My Heart Was Picking Its Wedgie

It was Elizabeth Stone who said, “Making the decision to have a child is momentous. It is to decide forever to have your heart go walking around outside your body.”

Well, my heart started its first day of kindergarten today. My heart dressed herself, put her own cooler in her lunch bag, buckled her own shoes, brushed her own teeth, and put on her own backpack. My heart boarded the school bus with only one look back and headed off into the big world. Ouch, that went fast!

The teacher had asked for any willing parents to come help with the lunchtime chaos, so I was consoled by the fact that I would be seeing my little heart just a couple of hours later. Silly me, I used to teach, I should have known what to expect.

Let me start by saying, I would like to set up a mental health fund for Ana's kindergarten teacher. God bless her! At the start of the year, no child knows the classroom rules and most are so hopped up on excitement that they can't sit still or stop their mouths to save their lives. That was the scene that I walked in on at lunchtime.

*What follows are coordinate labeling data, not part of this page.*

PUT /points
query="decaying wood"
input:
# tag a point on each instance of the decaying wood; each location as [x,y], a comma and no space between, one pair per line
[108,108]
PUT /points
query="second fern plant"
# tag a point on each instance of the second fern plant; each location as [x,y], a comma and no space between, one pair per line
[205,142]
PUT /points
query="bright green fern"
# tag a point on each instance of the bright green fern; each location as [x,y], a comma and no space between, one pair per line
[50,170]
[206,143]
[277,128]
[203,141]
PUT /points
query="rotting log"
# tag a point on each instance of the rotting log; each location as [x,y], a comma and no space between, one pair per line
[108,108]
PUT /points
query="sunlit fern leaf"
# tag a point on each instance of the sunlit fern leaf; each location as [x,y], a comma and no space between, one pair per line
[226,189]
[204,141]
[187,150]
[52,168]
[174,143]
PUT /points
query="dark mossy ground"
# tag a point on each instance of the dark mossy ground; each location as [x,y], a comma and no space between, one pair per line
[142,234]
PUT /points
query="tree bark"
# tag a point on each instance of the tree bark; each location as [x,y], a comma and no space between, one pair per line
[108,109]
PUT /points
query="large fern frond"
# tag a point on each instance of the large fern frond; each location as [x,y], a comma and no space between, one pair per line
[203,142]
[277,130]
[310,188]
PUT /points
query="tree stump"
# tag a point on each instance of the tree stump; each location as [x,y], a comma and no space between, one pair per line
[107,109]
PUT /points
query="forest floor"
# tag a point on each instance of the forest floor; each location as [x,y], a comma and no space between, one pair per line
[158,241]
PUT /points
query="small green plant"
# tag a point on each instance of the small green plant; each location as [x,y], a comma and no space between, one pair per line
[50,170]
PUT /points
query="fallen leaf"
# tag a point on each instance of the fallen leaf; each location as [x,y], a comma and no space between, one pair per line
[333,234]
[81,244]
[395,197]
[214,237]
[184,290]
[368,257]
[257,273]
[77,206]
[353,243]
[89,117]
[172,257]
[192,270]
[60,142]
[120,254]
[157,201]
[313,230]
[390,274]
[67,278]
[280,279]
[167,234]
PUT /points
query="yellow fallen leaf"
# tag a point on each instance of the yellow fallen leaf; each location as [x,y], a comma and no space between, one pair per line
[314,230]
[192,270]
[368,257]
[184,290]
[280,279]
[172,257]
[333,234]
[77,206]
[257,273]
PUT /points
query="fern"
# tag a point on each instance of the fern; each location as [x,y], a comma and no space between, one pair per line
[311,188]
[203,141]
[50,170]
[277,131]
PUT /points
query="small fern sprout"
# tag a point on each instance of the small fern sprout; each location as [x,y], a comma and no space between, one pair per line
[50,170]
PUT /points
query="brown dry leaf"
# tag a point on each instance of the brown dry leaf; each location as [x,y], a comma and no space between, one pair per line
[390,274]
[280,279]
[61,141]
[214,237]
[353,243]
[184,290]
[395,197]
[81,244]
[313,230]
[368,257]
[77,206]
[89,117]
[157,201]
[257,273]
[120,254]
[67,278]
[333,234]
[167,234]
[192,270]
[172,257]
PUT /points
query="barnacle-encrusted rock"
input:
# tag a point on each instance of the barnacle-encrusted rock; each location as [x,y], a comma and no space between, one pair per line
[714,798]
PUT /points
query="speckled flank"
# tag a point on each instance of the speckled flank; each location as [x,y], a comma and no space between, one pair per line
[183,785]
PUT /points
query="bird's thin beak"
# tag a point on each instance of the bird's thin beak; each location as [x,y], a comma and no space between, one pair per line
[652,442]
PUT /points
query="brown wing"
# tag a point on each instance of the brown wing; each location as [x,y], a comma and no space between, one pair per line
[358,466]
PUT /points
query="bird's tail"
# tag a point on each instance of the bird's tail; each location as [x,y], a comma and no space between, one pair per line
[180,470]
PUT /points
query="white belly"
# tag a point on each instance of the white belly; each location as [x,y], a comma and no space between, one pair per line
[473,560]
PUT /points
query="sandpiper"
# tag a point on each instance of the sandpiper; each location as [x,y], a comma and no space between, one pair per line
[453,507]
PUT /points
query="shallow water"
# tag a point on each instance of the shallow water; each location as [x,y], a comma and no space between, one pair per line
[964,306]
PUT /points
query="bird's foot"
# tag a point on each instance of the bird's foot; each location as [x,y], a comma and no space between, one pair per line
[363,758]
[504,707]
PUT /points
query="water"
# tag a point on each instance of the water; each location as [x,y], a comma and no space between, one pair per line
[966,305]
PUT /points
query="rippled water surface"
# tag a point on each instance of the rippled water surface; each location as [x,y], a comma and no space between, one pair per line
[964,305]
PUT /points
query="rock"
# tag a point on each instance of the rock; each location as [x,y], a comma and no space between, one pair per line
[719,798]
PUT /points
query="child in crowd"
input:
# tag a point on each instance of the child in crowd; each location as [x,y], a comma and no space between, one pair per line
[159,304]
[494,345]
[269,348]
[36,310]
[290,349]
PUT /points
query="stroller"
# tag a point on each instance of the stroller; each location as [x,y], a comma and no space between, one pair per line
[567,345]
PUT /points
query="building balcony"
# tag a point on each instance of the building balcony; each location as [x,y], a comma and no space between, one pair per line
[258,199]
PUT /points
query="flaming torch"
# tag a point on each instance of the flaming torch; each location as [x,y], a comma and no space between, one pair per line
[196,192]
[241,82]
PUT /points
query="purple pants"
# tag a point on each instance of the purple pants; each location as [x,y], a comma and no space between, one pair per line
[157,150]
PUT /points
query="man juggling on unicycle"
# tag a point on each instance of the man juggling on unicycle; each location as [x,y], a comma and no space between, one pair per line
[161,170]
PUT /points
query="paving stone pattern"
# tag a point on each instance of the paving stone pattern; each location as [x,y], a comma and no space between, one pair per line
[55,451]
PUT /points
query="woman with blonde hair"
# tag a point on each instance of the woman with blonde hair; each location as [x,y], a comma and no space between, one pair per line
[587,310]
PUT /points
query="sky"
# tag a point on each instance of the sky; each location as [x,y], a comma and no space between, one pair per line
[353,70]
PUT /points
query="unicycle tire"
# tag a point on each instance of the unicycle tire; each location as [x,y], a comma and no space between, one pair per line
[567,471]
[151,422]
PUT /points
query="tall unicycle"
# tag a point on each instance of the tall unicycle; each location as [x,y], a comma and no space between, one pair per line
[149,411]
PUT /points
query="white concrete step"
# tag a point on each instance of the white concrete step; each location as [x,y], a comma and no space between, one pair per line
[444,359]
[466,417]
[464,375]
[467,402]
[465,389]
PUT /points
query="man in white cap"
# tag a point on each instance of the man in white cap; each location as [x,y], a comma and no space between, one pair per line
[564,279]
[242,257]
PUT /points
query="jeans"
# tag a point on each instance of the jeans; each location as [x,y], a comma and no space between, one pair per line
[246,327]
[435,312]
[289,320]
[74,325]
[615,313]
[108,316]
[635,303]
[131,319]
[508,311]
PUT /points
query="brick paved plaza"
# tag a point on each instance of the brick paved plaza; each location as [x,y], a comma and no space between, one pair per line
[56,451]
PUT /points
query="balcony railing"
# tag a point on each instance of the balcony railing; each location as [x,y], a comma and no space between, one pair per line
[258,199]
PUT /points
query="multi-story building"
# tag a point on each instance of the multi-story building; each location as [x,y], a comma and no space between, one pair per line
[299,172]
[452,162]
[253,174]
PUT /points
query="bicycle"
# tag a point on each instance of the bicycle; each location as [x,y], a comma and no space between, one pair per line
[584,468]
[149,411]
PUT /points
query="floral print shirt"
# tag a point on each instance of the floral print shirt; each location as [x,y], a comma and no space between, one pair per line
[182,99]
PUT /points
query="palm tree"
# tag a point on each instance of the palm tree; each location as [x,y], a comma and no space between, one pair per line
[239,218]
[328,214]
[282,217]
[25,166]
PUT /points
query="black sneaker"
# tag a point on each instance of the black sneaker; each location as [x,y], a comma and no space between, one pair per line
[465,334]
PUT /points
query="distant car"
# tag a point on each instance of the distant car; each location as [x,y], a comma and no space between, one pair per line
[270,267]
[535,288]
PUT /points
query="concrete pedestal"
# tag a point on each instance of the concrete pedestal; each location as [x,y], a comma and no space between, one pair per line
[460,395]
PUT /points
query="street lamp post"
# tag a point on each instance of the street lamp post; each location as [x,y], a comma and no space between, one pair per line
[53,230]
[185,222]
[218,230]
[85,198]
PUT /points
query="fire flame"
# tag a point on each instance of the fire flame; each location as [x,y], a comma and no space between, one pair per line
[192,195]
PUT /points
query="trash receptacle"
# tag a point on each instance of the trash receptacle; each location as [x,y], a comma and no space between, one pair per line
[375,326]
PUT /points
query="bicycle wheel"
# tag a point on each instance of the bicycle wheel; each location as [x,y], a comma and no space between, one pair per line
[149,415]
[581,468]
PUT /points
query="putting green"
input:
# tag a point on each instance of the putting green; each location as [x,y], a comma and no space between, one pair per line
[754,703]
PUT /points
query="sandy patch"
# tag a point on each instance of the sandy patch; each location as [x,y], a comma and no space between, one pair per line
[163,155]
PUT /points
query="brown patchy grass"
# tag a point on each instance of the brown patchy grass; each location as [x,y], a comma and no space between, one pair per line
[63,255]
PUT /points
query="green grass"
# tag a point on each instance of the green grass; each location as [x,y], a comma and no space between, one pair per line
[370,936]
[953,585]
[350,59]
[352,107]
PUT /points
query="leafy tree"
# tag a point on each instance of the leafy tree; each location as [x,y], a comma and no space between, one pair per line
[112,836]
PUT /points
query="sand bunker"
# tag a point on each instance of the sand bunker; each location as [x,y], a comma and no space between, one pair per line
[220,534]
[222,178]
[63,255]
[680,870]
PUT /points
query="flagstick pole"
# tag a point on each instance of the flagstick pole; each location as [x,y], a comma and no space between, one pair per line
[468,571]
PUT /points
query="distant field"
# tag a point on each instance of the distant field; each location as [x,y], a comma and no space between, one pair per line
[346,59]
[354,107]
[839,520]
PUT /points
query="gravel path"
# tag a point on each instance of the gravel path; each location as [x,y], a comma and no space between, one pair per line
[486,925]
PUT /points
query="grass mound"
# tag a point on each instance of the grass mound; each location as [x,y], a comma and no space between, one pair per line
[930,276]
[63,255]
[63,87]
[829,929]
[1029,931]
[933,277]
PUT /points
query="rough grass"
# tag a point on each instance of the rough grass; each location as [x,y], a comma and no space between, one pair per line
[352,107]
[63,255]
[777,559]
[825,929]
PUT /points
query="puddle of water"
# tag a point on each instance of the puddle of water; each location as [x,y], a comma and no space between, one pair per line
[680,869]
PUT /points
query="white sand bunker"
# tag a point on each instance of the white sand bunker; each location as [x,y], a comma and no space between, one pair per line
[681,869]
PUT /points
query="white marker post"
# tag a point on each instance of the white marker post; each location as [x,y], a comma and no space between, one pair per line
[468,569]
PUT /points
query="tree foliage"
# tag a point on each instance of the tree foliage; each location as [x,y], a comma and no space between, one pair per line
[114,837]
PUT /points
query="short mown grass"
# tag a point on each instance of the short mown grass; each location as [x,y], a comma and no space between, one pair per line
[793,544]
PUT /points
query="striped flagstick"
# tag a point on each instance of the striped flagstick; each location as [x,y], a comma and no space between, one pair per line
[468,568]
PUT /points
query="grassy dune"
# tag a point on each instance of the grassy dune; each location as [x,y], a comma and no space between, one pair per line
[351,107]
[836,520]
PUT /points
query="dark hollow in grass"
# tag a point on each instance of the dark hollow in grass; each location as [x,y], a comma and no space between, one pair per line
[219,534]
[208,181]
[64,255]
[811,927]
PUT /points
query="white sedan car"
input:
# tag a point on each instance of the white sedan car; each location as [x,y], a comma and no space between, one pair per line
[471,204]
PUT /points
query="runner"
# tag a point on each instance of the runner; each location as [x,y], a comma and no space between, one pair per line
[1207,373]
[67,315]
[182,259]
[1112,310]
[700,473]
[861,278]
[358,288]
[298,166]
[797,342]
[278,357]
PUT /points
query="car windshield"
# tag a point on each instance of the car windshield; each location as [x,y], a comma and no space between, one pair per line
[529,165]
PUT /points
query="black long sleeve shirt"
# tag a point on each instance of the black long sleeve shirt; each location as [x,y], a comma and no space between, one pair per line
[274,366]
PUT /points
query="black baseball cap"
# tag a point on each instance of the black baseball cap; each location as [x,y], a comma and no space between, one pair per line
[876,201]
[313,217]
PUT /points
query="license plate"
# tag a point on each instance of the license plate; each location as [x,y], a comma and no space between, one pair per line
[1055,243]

I was glad that I went because Ana was too embarrassed to eat lunch in front of the other children. This, despite the fact that she was sitting across from a boy who dropped his BLT on the floor, picked it up and reassembled it, and then proceeded to shove it into his face squirrel style. Or, there was her next door neighbor who ate her PBJ by stabbing it with her yogurt spoon and digging in popsicle style. I'm not entirely sure Ana couldn't have done worse, but I was glad to be there to convince her that she would have to try rrrrrreally hard to come close.

Then it was trash time and line up time. Again, glad I was there. One boy, had apparently worn cotton in his ears for the first day had only taken two bites of lunch in the 20 minutes the class was allotted. Distressed, he stayed behind at the table to shovel food while the others threw away their trash. The 3 boys around him, taking a cue from Young Food Shoveler, were also unaware that the entire class had lined up. I helped Y-F-S pack up his lunch and by the time he, the other 3, and I were finished, the class had left. Y-F-S thought it meant that maybe they could pick what they wanted to do and therefore they could head to the playground, but I explained that no, we had to go back to the classroom and I was the leader.

Get back behind me, I am the leader.
Stop running! Do you remember you are supposed to be behind me?
Me, line leader. You, line.

Back in the classroom I was invited to help out with a class song. Ana's teacher, who I will refer to as Mary Poppins, plays an autoharp and makes up her own songs. I'm not kidding. I love this lady. Anywhoo, everyone was supposed to sit on their own colored square on the carpet. After I was able to re-approach the carpet (I had had to take a step back due to someone's off-gassing), this was the scene that I saw. Of approximately 20 kids:

4 were paying attention and looking at the teacher
3 were laying on the floor
12 were talking to their buddies
1 was sitting in the back picking her wedgie. Yes, you can guess who that one was.

Sadly, it took us 5 minutes to get to the actual song because we had to break up 3 good buddy conversations. The hard part about those are that while you break one up, 2 or 3 more form, so it's a bit like Whack-a-Mole. They just keep coming.

Then, there was the laying down epidemic of 2012. One child asked when nap was (Never, by the way). That set off a round of, "I'm tired! I need a nap!" Then, like fainters, they started to go down. The 3 laying on the floor turned into about 7. I thought Mary Poppins (MP from here on out) had lost the battle, but she rallied with another song, that included - wait for it! - sign language. Yet again, I kid you not. I love MP.

Finally the song was on. It was BINGO and I was the clapper for when a letter was omitted. Not sure I was all that necessary because a letter was never omitted. Oh, sure, MP and I omitted letters, but not so the rest of the laying down, whining, wedgie picking hearts in the room.

As I made my exit I heard one little boy say, "Is it snack time yet?" Hmmm... I believe we had just come from lunch. Perhaps that was my buddy, Y-F-S.